A wireless sensor network will be established for the pilot sub-catchments. The design of the network with regard to distribution of sensors and the type of information to be collected will be decided in connection to workshops. Technically the following research questions will be addressed: (1) Evaluate existing WSN systems and choose the most promising ones pro­vided the pilot area to be tested in. Important metrics and parameters are cost, reliability, mainte­nance, coverage, etc. For example, it would be a direct coupling between coverage (number of modules) and cost. We refer to this cost function as the trade-offs between the price, power, information throughput (speed), range (coverage), integrity (robustness), and life time. (2) Evaluate the design of sensors and how these can be connected to the modules. The most promising parameter to measure is in our view the soil moisture, but if requested by commu­nity stakeholders, additional sensors can be connected to measure other parameters at no or very low extra cost. The layout of the sensor network with regard to spatial coverage, design and what to monitor will be discussed during WS 2:1 and 2:2, (3) Investigate and un­derstand the implications on the sensor/module design given the measurements to be done. One key issue is the power consumption which should be minimized. In order to avoid (or at least minimize the need of) batteries, we will investigate different energy scavenging tech­niques. The control of the energy scavenging has to be reliable and “intelligent”.

Regional seasonal and decadal drought forecasts

Climatological EWS information from downscaled seasonal and decadal GCM’s will be cou­pled to models for assessments of local-scale drought related information including water resources, crop yields and environmental indicators (e.g. fire indices), based on predictions from CSIR. An important part of the process will be verification of the forecasts.
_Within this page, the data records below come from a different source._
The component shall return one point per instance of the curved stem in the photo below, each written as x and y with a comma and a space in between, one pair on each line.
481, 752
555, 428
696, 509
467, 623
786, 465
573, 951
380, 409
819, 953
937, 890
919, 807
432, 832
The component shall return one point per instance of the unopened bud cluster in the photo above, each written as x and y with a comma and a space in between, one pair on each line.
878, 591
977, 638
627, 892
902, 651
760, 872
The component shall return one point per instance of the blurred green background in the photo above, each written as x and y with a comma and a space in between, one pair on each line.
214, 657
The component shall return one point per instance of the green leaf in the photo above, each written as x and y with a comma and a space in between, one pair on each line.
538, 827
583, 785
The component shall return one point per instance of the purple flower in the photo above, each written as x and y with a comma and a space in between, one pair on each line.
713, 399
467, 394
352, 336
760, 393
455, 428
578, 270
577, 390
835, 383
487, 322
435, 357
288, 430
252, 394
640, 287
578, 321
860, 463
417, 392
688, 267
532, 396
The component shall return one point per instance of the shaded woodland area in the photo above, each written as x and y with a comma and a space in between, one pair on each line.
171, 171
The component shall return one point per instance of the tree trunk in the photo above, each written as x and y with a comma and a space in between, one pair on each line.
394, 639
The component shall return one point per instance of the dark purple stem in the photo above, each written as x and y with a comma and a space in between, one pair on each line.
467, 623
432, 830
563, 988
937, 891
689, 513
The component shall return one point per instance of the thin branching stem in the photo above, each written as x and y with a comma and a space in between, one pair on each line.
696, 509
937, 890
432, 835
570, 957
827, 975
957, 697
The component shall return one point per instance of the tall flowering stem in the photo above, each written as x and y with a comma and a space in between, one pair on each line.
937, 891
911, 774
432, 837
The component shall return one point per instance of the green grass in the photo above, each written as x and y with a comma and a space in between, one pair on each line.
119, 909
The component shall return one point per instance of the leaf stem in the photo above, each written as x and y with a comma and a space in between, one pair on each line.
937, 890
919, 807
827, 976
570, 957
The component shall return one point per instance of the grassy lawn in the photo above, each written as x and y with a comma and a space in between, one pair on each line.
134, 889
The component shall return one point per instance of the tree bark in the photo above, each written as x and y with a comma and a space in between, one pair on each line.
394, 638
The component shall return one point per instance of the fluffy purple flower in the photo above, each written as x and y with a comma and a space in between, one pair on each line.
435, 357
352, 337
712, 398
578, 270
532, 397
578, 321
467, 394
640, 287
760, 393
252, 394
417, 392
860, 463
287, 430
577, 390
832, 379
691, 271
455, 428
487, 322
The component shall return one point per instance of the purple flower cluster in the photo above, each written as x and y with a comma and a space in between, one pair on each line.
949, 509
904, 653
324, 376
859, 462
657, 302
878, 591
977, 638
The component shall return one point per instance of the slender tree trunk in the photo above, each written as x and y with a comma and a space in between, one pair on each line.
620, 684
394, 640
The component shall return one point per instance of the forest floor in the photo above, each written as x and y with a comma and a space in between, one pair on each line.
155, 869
Using hindcasting methods, detailed trials will be made over historical periods to verify skill in pre­dicting the seasonal climate, hydrological, and other indices, related to crop yields or ecosys­tem services (e.g. fire indices) predictions. Two time scales will be used for assessment of impacts to water resources. The primary focus will be on forecasting seasonal impacts as de­scribed above. However, a complementary focus will be to look farther into the future and assess expected overall impacts of climate change on water resources for a time horizon of 50-100 years. Projections of future climate will be based on the multiple regionally downscaled climate model results currently being produced within CORDEX (Coordinated Regional Downscaling Experiment) under the WCRP (World Climate Research Programme). The aim of CORDEX is to produce an ensemble of regionally detailed climate change projec­tions for use in assessments that will contribute to the next IPCC AR Report. Africa is a pri­ority area for this work and downscaled results will become available from the end of 2011.